Magnetism and berry phase manipulation in an emergent structure of perovskite ruthenate by (111) strain engineering

The interplay among symmetry of lattices, electronic correlations, and Berry phase of the Bloch states in solids has led to fascinating quantum phases of matter. A prototypical system is the magnetic Weyl candidate SrRuO3, where designing and creating electronic and topological properties on artificial lattice geometry is highly demanded yet remains elusive. Here, we establish an emergent trigonal structure of SrRuO3 by means of heteroepitaxial strain engineering along the [111] crystallographic axis. Distinctive from bulk, the trigonal SrRuO3 exhibits a peculiar XY-type ferromagnetic ground state, with the coexistence of high-mobility holes likely from linear Weyl bands and low-mobility electrons from normal quadratic bands as carriers. The presence of Weyl nodes are further corroborated by capturing intrinsic anomalous Hall effect, acting as momentum-space sources of Berry curvatures. The experimental observations are consistent with our first-principles calculations, shedding light on the detailed band topology of trigonal SrRuO3 with multiple pairs of Weyl nodes near the Fermi level.

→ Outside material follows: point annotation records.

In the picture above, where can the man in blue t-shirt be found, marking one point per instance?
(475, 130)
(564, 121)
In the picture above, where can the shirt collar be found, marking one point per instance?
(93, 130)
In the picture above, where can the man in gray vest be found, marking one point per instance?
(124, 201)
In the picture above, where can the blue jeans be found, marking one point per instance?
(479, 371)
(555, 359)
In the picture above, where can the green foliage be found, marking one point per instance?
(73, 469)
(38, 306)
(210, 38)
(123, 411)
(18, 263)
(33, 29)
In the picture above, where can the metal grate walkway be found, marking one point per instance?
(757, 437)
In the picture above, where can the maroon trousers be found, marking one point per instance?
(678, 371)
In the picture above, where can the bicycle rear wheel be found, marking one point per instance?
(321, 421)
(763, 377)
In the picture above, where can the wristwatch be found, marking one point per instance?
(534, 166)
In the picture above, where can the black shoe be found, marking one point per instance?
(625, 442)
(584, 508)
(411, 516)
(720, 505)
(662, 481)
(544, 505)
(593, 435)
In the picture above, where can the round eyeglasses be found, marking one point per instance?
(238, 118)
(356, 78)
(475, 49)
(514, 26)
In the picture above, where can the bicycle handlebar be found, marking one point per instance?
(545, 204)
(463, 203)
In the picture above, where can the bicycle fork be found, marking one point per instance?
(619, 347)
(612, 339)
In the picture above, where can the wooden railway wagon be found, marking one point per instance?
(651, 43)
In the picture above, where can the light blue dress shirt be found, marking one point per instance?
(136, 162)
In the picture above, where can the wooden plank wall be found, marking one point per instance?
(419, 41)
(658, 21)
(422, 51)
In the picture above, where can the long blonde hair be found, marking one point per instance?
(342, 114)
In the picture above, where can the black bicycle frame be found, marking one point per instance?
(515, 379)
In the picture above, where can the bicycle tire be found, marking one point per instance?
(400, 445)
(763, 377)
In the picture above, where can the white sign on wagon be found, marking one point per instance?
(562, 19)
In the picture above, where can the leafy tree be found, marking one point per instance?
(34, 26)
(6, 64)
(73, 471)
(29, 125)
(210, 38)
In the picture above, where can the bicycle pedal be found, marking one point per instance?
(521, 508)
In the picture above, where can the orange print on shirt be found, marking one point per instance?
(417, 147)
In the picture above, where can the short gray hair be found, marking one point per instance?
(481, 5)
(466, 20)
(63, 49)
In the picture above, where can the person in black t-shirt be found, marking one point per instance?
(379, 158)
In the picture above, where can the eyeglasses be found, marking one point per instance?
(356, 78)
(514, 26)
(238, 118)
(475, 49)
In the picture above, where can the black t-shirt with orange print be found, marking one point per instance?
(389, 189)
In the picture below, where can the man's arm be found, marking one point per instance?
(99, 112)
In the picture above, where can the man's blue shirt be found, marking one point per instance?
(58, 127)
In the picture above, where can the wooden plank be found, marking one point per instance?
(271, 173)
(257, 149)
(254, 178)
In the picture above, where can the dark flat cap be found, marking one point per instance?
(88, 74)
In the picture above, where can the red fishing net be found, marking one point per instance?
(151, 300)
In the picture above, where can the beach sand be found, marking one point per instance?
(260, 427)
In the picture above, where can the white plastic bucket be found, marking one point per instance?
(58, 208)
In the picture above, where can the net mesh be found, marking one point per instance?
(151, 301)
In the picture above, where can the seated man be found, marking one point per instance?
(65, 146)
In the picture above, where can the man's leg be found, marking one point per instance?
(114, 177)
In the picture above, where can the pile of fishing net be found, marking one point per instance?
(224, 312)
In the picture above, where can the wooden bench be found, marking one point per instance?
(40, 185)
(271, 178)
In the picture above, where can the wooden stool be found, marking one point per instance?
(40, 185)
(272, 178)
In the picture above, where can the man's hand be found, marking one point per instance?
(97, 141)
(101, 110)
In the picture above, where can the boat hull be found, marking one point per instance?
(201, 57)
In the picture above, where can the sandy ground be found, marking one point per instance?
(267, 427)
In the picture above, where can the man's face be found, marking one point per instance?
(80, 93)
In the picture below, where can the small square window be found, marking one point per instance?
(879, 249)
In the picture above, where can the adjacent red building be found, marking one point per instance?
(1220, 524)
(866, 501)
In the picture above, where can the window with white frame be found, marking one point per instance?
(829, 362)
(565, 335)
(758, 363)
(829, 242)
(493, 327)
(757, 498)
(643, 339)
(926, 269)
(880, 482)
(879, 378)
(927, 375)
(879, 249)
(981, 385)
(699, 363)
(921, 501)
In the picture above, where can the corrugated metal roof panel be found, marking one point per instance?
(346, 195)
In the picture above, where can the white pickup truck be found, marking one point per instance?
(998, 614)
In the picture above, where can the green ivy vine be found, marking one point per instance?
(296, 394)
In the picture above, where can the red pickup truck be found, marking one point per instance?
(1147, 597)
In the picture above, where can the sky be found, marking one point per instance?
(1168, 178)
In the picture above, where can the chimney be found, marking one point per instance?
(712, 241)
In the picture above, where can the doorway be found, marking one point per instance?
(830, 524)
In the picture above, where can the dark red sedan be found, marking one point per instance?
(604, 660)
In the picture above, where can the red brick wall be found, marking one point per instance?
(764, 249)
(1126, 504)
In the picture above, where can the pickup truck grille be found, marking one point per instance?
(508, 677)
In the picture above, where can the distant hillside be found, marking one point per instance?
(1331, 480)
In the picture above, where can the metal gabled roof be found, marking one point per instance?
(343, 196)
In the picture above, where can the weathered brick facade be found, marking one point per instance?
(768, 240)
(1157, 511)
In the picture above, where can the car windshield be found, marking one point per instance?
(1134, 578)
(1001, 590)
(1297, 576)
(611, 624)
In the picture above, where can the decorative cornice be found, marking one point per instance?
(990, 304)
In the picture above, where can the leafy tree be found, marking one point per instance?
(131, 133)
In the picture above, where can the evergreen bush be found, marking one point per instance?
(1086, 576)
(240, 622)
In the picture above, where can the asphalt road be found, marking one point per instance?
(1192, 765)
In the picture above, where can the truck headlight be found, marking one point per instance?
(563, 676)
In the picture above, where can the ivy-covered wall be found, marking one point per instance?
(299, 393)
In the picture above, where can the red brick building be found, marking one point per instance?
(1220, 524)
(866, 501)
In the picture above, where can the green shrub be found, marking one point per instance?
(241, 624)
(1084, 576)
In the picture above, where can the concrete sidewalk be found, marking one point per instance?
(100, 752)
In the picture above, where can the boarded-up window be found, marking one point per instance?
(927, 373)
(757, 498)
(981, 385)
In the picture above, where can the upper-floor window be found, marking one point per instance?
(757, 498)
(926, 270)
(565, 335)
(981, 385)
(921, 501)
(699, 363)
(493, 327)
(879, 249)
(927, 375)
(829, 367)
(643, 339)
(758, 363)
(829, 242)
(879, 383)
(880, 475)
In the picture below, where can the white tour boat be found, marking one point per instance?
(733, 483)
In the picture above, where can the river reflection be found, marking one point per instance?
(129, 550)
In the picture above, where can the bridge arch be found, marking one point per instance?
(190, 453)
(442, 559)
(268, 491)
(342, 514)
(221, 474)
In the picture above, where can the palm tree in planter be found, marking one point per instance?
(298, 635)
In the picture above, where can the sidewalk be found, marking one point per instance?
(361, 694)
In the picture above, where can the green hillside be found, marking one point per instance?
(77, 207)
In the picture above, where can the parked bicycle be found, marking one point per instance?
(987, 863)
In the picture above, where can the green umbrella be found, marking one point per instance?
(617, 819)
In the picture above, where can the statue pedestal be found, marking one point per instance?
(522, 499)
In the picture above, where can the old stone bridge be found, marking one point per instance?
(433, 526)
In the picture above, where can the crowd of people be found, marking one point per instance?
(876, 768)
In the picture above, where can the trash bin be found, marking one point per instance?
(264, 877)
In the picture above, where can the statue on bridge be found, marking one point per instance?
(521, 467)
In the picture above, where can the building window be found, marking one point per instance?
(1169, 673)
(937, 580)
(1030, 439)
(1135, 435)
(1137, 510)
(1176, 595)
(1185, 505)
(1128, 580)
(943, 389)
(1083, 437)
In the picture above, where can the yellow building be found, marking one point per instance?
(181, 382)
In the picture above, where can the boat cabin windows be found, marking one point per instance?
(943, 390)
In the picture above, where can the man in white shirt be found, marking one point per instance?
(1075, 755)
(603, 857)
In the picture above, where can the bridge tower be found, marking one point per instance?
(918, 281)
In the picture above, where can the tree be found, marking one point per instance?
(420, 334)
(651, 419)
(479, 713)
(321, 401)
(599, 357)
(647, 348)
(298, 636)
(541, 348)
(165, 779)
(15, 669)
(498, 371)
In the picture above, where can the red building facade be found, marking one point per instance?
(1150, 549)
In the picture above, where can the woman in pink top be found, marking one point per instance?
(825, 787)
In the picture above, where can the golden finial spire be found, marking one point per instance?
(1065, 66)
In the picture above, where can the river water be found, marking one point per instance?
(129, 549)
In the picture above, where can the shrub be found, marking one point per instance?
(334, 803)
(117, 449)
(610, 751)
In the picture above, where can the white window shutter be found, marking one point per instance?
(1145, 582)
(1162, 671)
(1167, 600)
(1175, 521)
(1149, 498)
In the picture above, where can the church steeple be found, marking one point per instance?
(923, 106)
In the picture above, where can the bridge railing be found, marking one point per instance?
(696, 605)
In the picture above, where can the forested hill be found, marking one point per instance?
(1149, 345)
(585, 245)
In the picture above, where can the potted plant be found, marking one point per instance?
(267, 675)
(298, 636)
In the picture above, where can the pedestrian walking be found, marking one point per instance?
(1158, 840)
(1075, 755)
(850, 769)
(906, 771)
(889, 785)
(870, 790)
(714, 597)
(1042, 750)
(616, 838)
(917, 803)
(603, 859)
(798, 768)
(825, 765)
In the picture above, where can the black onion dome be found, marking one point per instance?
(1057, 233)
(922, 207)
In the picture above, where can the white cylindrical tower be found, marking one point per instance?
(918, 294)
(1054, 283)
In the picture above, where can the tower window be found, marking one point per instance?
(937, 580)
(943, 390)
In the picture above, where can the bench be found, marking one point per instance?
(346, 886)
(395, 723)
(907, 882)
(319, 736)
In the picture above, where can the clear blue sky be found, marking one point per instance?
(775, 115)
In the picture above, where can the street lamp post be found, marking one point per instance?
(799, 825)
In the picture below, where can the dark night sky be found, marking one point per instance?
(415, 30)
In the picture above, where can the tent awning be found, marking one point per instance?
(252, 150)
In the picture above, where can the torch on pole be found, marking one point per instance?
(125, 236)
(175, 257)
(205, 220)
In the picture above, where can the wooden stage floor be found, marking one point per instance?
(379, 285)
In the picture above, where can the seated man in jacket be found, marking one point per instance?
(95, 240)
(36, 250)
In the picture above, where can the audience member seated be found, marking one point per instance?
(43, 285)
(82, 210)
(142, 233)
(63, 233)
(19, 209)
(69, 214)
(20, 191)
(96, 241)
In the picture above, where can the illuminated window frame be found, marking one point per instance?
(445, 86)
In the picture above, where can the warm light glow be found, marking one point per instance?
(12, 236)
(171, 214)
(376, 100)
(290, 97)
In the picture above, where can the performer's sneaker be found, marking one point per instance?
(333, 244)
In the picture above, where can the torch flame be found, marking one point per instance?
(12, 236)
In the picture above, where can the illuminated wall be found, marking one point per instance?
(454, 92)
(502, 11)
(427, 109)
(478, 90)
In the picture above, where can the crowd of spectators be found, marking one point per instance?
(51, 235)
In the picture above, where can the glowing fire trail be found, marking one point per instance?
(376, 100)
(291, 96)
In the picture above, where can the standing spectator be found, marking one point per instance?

Our findings signify the essence of magnetism and Berry phase manipulation via lattice design and pave the way towards unveiling nontrivial correlated topological phenomena.

Automated summary

This research establishes an emergent trigonal structure of SrRuO3 through heteroepitaxial strain engineering along the [111] crystallographic axis. The trigonal SrRuO3 exhibits a peculiar XY-type ferromagnetic ground state and the coexistence of high-mobility holes from linear Weyl bands and low-mobility electrons from normal quadratic bands as carriers. Experimental observations are consistent with first-principles calculations, shedding light on the detailed band topology of trigonal SrRuO3 with multiple pairs of Weyl nodes near the Fermi level. This study signifies the potential of lattice design in manipulating magnetism and Berry phase, and unveils nontrivial correlated topological phenomena.